On their left hand was a little island which they named Heemskirk Island, and the bay it selve they called Warwick Bay... Here they taried 12. daies to refresh themselues, finding in this place great quantity of foules twice as bigge as swans, which they call Walghstocks or Wallowbirdes being very good meat. But finding an abundance of pigeons & popinnayes [parrots], they disdained any more to eat those great foules calling them Wallowbirds, that is to say lothsome or fulsome birdes.[25][26]
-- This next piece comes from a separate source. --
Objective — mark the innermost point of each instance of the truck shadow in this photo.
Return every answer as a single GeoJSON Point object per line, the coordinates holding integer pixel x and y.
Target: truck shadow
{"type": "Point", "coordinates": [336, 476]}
Another account from that voyage, perhaps the first to mention the dodo, states that the Portuguese referred to them as penguins. The meaning may not have been derived from penguin (the Portuguese referred to those birds as "fotilicaios" at the time), but from pinion, a reference to the small wings.[22] The crew of the Dutch ship Gelderland referred to the bird as "Dronte" (meaning "swollen") in 1602, a name that is still used in some languages.[27] This crew also called them "griff-eendt" and "kermisgans", in reference to fowl fattened for the Kermesse festival in Amsterdam, which was held the day after they anchored on Mauritius.[28]
Crude sketch of three terrestrial birds, captioned with the words "a Cacato, a Hen, a Dodo"
Labelled sketch from 1634 by Sir Thomas Herbert, showing a broad-billed parrot ("Cacato"), a red rail ("Hen"), and a dodo

The etymology of the word dodo is unclear. Some ascribe it to the Dutch word dodoor for "sluggard", but it is more probably related to Dodaars, which means either "fat-arse" or "knot-arse", referring to the knot of feathers on the hind end.[29] The first record of the word Dodaars is in Captain Willem Van West-Zanen's journal in 1602.[30] The English writer Sir Thomas Herbert was the first to use the word dodo in print in his 1634 travelogue claiming it was referred to as such by the Portuguese, who had visited Mauritius in 1507.[28] Another Englishman, Emmanuel Altham, had used the word in a 1628 letter in which he also claimed its origin was Portuguese. The name "dodar" was introduced into English at the same time as dodo, but was only used until the 18th century.[31] As far as is known, the Portuguese never mentioned the bird. Nevertheless, some sources still state that the word dodo derives from the Portuguese word doudo (currently doido), meaning "fool" or "crazy". It has also been suggested that dodo was an onomatopoeic approximation of the bird's call, a two-note pigeon-like sound resembling "doo-doo".[32]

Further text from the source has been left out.